He supposed he could always use the hat as a prop, and his artistic bent imagined a bedraggled woman stumbling from the surf with a grounded boat in the background. Fanciful as this idea was he was presently working on five paintings of three genres and two mediums, so he was not inclined to begin another. The hat was slung into a corner, and Edgar assessed the painting on the easel, removed it, and placed another reticent work in its place. Prior to discovering the hat he had an idea to perhaps improve this stylised scene of an art opening.
He picked up a tube of paint was about to layer a dollop on his palette when he decided to phone his author friend. Expecting her to answer the phone he was surprised when an unfamiliar voice said abruptly, as if interrupted by the caller, “Hello.”
“Um–sorry–um, I think I…”
“Do you want Erica?”
Now the concise voice sounded familiar.
“Um–yes.” In truth, it was not Erica that he wanted, rather the person who had answered the phone. He couldn’t just say that to her, could he? He did not even know her name.
“Hi,” Erica’s cheerful voice announced.
“It’s me–um–Edgar.”
“Oh, hi. Thanks so much for coming yesterday. That man you introduced me to—Alistair—has been just so, so helpful.”
“I’m glad of that.”
“Do you know I’ve had two calls from independent bookshops today wanting me to have a signing.”
“Good.”
“And Alistair said there are a couple of good shops in Wellington…”
“Good.”
“But do you think it would be worth going down? I mean, the expense?”
“They may…”
“I suppose it would, if I sold a lot and got enough interest…”
“I suppose…”
“Anyway, what are you doing right now, right this instant?” Erica insisted.

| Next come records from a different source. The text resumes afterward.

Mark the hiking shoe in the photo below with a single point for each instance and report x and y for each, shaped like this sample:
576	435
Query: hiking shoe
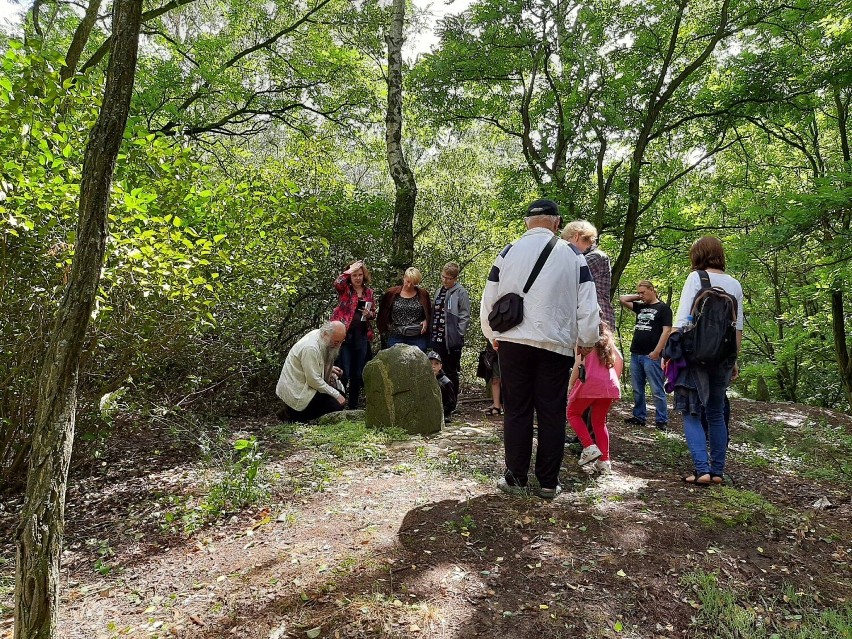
603	467
511	489
548	493
589	454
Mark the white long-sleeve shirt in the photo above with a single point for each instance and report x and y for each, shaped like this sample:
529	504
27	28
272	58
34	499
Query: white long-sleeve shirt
560	310
305	373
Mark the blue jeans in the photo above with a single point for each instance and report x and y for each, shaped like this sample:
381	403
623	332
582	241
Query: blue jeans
717	431
419	341
642	369
353	357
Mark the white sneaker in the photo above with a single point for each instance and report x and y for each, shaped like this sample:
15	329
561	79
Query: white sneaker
603	467
589	454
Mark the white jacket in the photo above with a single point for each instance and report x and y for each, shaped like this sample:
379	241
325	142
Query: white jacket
560	310
305	373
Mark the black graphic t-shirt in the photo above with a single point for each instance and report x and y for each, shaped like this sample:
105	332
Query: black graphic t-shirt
439	317
650	321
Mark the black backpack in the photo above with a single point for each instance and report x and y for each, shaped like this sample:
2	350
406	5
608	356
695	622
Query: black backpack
712	337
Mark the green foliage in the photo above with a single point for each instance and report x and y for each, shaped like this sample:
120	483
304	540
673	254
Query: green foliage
730	614
241	483
344	441
238	480
814	449
733	507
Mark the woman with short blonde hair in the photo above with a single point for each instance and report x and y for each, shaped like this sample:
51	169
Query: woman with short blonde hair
405	312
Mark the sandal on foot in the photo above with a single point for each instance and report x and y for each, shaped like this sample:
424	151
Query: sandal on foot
698	479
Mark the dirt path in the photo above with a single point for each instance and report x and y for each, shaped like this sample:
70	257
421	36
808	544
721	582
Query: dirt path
411	539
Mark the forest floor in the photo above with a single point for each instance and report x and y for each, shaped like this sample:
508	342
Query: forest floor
351	533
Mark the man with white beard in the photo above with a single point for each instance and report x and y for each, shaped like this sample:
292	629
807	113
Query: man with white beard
308	381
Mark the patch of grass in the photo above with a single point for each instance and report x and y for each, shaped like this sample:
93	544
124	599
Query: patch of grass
463	526
733	507
239	481
815	450
7	590
671	450
455	464
347	441
729	614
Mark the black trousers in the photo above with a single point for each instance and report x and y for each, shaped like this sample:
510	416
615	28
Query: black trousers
534	381
450	362
320	405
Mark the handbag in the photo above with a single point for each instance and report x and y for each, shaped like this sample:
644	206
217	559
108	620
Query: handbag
412	330
508	310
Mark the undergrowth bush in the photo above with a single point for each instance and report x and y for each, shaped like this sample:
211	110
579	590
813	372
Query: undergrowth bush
726	613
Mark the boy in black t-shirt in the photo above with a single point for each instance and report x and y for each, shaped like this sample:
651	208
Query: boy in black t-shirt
653	326
448	392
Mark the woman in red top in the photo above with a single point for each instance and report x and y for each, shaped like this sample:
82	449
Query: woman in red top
356	306
595	384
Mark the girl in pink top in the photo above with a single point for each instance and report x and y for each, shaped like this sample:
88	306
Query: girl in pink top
595	388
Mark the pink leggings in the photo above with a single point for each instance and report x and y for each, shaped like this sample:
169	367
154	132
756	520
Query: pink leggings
600	409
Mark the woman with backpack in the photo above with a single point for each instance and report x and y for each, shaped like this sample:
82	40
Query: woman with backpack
710	320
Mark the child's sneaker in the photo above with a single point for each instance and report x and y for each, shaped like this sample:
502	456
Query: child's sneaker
589	454
603	467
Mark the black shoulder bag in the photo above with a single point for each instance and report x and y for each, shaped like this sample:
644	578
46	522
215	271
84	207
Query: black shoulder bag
508	311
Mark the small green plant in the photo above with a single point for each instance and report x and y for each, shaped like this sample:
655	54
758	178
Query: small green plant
240	483
463	525
733	507
816	450
730	613
105	553
671	450
347	441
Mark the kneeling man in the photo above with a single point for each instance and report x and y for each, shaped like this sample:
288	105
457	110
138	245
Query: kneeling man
308	381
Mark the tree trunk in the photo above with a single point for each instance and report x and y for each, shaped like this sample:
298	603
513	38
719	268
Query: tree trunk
838	326
39	535
402	252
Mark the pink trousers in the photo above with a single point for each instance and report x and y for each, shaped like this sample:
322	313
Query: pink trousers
600	408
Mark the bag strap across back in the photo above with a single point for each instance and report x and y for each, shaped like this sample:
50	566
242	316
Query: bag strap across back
540	263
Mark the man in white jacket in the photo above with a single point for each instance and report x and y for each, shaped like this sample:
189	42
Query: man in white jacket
308	382
536	356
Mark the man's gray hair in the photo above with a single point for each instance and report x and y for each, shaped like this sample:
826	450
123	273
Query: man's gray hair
328	328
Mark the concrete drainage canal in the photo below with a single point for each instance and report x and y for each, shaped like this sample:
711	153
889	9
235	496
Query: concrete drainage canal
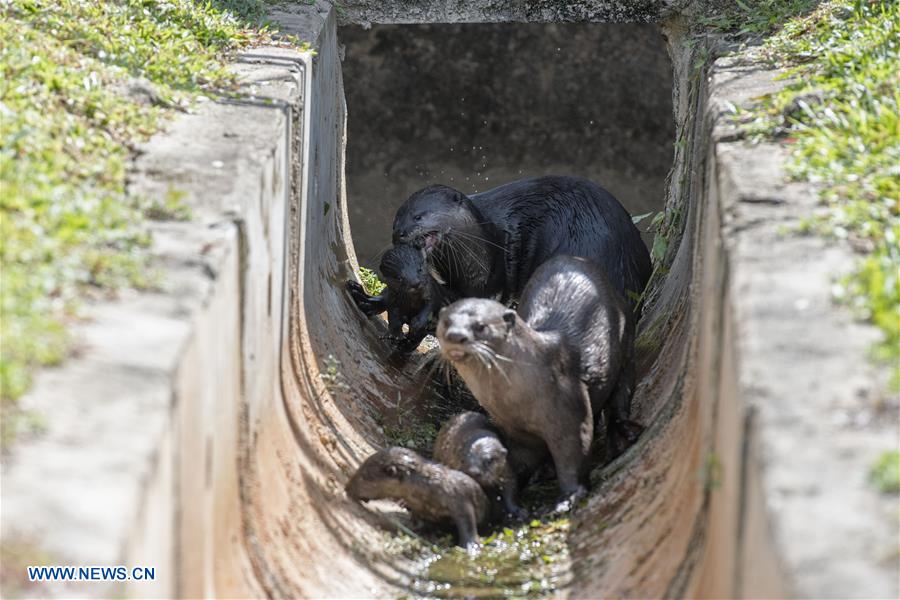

Edgar had the distinct impression she wanted him to go across, however, he really wished to add to the painting while the picture was in his mind. Then, it would only take ten–fifteen minutes to do that.
“I have this amazing friend—I can’t imagine why I have never introduced her to you—here right this moment.” While Edgar was assuming the friend was the very lady he desired to meet, Erica called aside, “Daphne, you’re staying for tea? I’m just inviting a really, really wonderful friend of mine over.”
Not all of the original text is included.